Feb 19, 2013 23:37
Well, I never thought I would be in the place of so many other unfortunate Americans, but here I am, a new addition to the unemployment numbers.
Can I just say, what a ridiculous process filing for unemployment is? You file online, wait 10 days to be notified to list your resume on the state jobs website, in my case CALJobs. Once you've completed that process, you receive another mailed notice to verify if you could have worked during the time you initially filed and then to advise EDD where you applied to during their listed weekly time frames. Now, I'm not saying they shouldn't keep track of how diligent you are at finding new work, that you are legitimately looking for work, but snail mail? In this day? It is kind of refreshing, but at the same time why can't they just have you do this online? Your able to apply online, why not fill out these weekly updates. So now, we're at the place where your pretty sure you're getting unemployment, I mean they sent you the forms, had you upload your resume, you have to send it back and wait to receive a check in the next 10 days. Do you think any of these forms you fill out might actually give you a dollar amount? That they will explain to you what you can expect to get and attempt to budget with? The answer is, no. No, you are not told on that form what to expect.

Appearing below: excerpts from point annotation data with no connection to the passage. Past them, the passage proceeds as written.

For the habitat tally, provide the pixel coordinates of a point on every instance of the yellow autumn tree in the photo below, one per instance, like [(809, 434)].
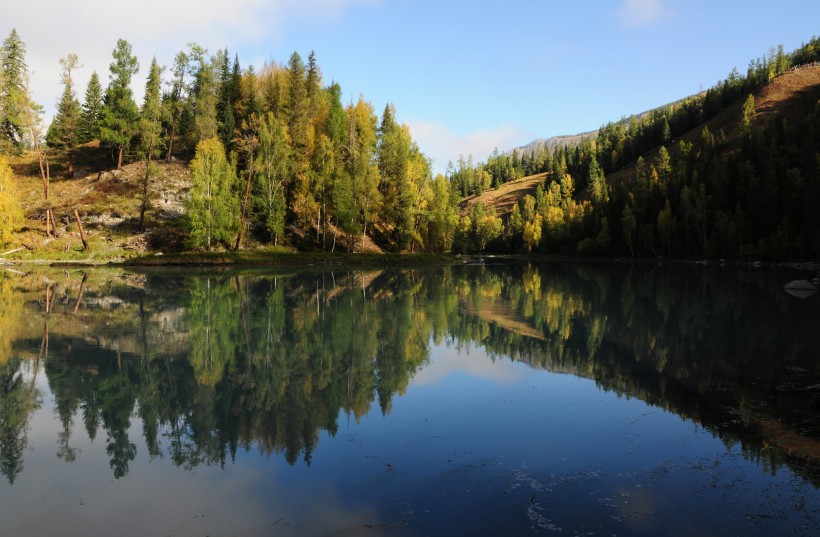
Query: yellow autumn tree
[(11, 215)]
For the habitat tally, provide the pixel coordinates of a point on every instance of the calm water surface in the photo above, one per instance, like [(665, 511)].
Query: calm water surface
[(591, 399)]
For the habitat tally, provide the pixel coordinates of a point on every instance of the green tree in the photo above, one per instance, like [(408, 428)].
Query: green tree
[(64, 132), (443, 219), (748, 112), (212, 208), (119, 114), (14, 99), (271, 163), (394, 148), (150, 131), (532, 232), (92, 106), (150, 121), (205, 94), (629, 226), (11, 214)]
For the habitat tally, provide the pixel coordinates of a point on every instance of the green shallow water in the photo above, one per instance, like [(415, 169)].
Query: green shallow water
[(510, 399)]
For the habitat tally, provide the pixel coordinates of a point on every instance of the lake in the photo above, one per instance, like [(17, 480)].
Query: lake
[(494, 398)]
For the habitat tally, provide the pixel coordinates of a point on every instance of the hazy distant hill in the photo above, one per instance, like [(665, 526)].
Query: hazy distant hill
[(553, 142)]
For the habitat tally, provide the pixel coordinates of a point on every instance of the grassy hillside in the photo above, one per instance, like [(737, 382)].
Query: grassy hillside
[(790, 96), (108, 203)]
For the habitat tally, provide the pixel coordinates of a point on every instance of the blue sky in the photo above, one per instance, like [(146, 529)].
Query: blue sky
[(465, 76)]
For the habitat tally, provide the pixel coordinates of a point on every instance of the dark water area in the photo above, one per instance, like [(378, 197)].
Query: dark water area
[(512, 399)]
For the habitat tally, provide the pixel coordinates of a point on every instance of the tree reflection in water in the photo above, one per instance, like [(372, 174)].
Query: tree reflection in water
[(211, 364)]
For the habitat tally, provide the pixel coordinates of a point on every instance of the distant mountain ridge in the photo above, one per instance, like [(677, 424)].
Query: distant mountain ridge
[(555, 141)]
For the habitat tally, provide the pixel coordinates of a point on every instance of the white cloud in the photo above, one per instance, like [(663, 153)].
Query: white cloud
[(90, 29), (441, 144), (474, 362), (642, 12)]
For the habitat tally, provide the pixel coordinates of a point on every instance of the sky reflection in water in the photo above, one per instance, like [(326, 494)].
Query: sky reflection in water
[(433, 429)]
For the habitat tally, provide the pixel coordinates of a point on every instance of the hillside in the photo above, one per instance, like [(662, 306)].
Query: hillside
[(790, 97), (108, 203)]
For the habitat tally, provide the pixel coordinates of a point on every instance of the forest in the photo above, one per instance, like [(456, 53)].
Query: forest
[(274, 155), (276, 159), (663, 184)]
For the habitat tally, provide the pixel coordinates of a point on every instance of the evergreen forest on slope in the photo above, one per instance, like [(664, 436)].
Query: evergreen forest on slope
[(221, 157)]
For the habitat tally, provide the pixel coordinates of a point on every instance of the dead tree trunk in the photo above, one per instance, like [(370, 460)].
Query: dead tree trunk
[(82, 233)]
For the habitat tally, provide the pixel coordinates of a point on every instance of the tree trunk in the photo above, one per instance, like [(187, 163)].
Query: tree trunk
[(145, 186), (171, 139), (244, 208), (82, 233)]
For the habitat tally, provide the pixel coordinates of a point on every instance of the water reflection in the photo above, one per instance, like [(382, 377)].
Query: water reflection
[(210, 364)]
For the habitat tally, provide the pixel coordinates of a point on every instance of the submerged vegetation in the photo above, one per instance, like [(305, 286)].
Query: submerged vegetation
[(732, 172)]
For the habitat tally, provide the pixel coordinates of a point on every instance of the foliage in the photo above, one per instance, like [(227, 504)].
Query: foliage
[(119, 114), (212, 209), (11, 214), (92, 106)]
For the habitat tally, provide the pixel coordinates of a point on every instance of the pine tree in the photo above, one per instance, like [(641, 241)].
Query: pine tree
[(212, 209), (150, 130), (119, 114), (90, 115), (271, 162), (64, 132), (150, 122), (174, 102), (205, 94), (229, 93), (13, 94)]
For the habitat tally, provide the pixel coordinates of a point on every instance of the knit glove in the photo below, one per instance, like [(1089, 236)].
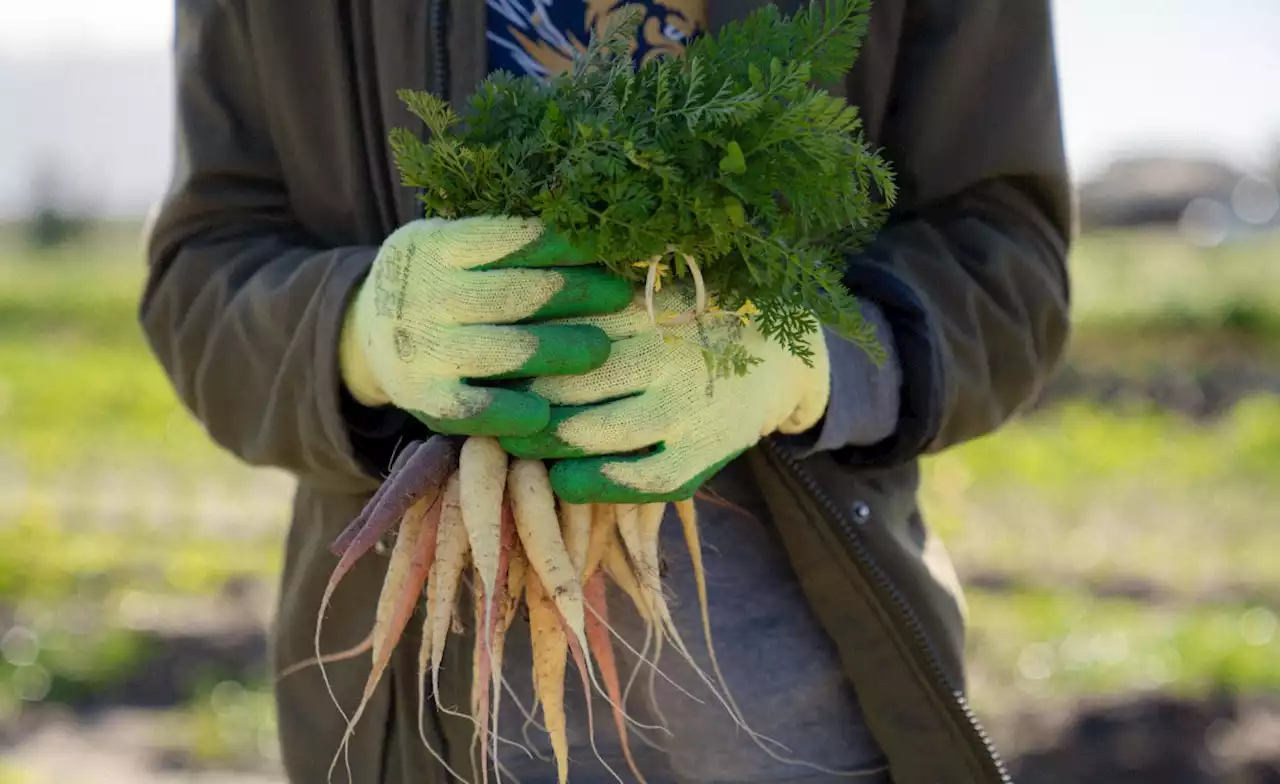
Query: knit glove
[(657, 393), (451, 304)]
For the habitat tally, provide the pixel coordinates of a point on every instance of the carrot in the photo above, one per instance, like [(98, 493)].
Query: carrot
[(576, 529), (617, 566), (603, 524), (551, 648), (539, 532), (419, 478), (483, 475), (588, 679), (688, 514), (344, 539), (598, 637), (406, 574), (362, 646), (442, 584), (485, 665), (638, 525)]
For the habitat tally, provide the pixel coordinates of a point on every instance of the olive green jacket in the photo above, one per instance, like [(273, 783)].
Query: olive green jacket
[(283, 188)]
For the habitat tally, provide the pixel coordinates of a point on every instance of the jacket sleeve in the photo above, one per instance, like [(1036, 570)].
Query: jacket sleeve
[(972, 268), (241, 306)]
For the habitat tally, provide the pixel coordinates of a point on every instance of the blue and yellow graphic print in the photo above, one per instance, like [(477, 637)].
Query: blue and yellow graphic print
[(539, 37)]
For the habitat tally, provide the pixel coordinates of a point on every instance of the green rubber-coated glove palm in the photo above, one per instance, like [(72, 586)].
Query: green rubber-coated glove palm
[(451, 304), (657, 395)]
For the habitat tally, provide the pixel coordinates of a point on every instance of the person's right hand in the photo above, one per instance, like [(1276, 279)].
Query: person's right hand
[(451, 304)]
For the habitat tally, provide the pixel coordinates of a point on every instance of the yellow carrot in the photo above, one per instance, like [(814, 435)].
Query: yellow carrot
[(442, 586), (602, 647), (603, 525), (483, 479), (539, 533), (617, 566), (576, 529), (551, 652)]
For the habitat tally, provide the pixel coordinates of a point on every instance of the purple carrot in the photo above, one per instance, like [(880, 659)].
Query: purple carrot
[(343, 541)]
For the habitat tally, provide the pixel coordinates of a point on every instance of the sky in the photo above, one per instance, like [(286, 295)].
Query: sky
[(1182, 76)]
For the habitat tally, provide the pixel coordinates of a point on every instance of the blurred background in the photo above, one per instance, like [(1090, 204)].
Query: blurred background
[(1120, 542)]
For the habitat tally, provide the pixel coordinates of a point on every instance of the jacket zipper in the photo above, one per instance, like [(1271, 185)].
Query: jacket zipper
[(958, 702), (438, 13)]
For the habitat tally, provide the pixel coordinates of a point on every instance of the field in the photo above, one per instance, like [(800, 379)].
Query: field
[(1118, 542)]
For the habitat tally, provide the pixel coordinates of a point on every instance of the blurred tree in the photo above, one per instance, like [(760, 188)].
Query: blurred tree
[(53, 219)]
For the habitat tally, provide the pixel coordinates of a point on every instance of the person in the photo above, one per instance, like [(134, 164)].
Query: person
[(315, 320)]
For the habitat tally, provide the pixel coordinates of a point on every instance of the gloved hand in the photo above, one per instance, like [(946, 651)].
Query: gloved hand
[(448, 304), (657, 391)]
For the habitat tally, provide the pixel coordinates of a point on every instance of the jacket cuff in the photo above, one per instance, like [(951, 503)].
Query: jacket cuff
[(369, 436), (922, 393), (863, 405)]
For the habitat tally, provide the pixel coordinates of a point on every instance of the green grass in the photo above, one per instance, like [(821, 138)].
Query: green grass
[(1040, 647), (1091, 493)]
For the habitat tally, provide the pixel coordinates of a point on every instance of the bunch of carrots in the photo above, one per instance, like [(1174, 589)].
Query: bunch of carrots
[(456, 507)]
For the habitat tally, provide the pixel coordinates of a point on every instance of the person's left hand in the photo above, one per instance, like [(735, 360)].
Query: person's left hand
[(657, 395)]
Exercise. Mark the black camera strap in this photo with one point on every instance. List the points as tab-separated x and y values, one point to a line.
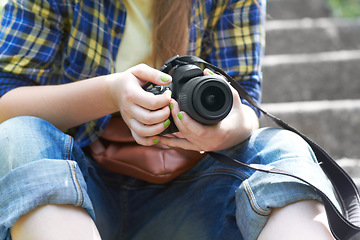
343	225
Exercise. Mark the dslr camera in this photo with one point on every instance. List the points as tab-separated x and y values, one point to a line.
206	99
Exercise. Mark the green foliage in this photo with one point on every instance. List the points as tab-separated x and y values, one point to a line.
345	8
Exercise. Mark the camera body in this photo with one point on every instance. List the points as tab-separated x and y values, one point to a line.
206	99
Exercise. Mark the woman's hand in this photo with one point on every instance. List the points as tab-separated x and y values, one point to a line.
232	130
145	114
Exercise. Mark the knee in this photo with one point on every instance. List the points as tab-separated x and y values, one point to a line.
277	144
25	139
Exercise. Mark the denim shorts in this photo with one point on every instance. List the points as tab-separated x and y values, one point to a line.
41	165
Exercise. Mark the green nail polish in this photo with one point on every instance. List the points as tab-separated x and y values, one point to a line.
167	123
180	115
165	78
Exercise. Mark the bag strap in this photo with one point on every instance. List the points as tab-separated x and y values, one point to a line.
342	225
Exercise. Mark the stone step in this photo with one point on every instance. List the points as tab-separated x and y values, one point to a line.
334	125
294	9
311	35
309	77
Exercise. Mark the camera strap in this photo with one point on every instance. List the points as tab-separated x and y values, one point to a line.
343	225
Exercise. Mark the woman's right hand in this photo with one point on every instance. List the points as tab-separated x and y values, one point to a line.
145	114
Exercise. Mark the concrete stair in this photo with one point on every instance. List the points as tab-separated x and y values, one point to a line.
311	73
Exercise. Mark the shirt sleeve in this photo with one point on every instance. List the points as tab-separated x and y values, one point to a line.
237	34
30	34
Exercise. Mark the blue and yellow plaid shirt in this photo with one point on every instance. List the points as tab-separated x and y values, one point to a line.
61	41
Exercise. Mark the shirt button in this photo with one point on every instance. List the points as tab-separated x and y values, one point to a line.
117	29
66	62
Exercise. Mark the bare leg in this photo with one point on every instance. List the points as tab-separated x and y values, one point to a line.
55	222
300	220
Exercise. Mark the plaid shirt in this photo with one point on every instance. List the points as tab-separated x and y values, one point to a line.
61	41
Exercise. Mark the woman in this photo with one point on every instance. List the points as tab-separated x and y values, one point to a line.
51	188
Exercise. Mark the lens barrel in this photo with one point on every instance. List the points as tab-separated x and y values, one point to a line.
207	99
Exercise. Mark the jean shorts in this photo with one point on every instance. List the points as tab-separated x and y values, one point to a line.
41	165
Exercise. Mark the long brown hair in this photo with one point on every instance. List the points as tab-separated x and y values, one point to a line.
171	29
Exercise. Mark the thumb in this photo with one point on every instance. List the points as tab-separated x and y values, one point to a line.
145	73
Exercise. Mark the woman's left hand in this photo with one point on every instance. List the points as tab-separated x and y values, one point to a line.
232	130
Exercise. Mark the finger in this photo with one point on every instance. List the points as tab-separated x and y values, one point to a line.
148	117
142	130
148	100
188	126
146	73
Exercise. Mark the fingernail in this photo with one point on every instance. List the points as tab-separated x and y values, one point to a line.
180	116
209	71
167	123
165	78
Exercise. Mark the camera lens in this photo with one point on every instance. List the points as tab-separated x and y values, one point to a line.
207	99
212	98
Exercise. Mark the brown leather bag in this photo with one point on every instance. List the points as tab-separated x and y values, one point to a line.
117	151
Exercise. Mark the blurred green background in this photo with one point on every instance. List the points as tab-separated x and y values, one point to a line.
345	8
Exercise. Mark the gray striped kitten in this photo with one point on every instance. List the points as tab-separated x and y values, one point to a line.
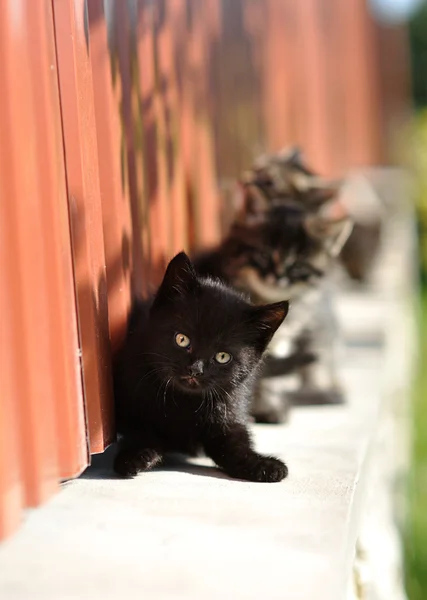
282	246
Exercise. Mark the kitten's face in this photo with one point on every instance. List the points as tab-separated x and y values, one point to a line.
201	335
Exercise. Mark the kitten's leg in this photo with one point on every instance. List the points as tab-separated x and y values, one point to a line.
319	381
232	451
137	453
271	402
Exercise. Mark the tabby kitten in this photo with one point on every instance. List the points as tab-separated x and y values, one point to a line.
184	376
281	246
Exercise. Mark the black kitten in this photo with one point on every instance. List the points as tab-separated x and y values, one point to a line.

In my case, as well as many others who file for Unemployment, you are asked to fill out the last 18 months of work history to determine what you should get as your pay. Considering I worked at a shoe store just over minimum wage, part time(for pretty crappy hours I might add) then full time 40 hour weeks and then moved to a salary job, I have no idea how they are going to calculate what I will be getting. Also, I have two credit card payments coming up! Time in a wasting.
On the positive, I filed my taxes, yay! And I mean the yay in a non-sarcastic way. For the first time since I was like 20, I do not owe the state anything over $50 and I am getting a nice refund, at least what I consider to be a nice refund. I've already worked it out and believe it to be spent. Two large credit card payments and a car payment, with some play money left over. . . Part of me wants to just do something fun, though. I always do the right thing, the things that make sense, I don't go out and buy a TV or a new laptop (although this really should be the time I do that). No, I've made plans for my money, ones that make sense that are the smart thing to do, I mean I try to be smart with my money a lot of the time, but lets be honest. If I were so good with my money I would not have so much debt like I do right now...
Moving right along.
With all my free time at home now, I was really hoping I would be super productive, have my room in a crazy Pinterest styled organization. Alas, half of the amazing things you see on Pinterest cost money, no matter what they say, and that is exactly what I am lacking at this moment. I'm also lonely. Sure, my mom and nana are here too. But, my mom stays cooped up in her room 90% of the day, my nana sits in the living room watching TV and crocheting or doing cross stitch embroidery. Me, I try and help out at the house, but after week 2 of being home all day every day, I got tired of doing it. Annoyed that what ever I was doing didn't seem to keep the house clean. I mean, is this what parents, mothers, feel like with kids? If so,I don't think I'll be hopping on that train any time soon. Of course, for that particular train you need a man in your life, of which I have none.
That's the other thing. All this free time to go out and do things, but things cost money, so it's not like I can go out and meet someone. Plus, I'm so far away from the friends I would go out with, from the places I would go out to! Maybe I should take up waitressing. I thought about that tonight. I wouldn't be making near what I did at any of my other jobs, minus the retail shoe store, so I can keep my EDD...maybe that's how I can meet a guy. Most of the time though, a guy I think is cute has a girlfriend, and the ones I think are just cute but wouldn't necessarily date are into me. What is that about? Good lord, this is going to turn into a rant...but that's what this is for right? It is a journal, right? So, who cares what I write, it's not like anyone I know is going to read it anyway. Most of them, if any of them, minus CK, she's on here, know about this journal.
Well for my first entry for 2013, I feel a little better. Writing it out usually helps me, it's not as personal as when I'm physically hand writing in a journal, but this is faster. Sometimes my mind goes so fast that my hand can't keep up and then my writing doesn't make any sense at all. At some point in my life or in the next few months, I want to be able to go back and read through my thoughts. See what goals and ambitions I had for myself and then see what I've done to accomplish them or get closer to those goals.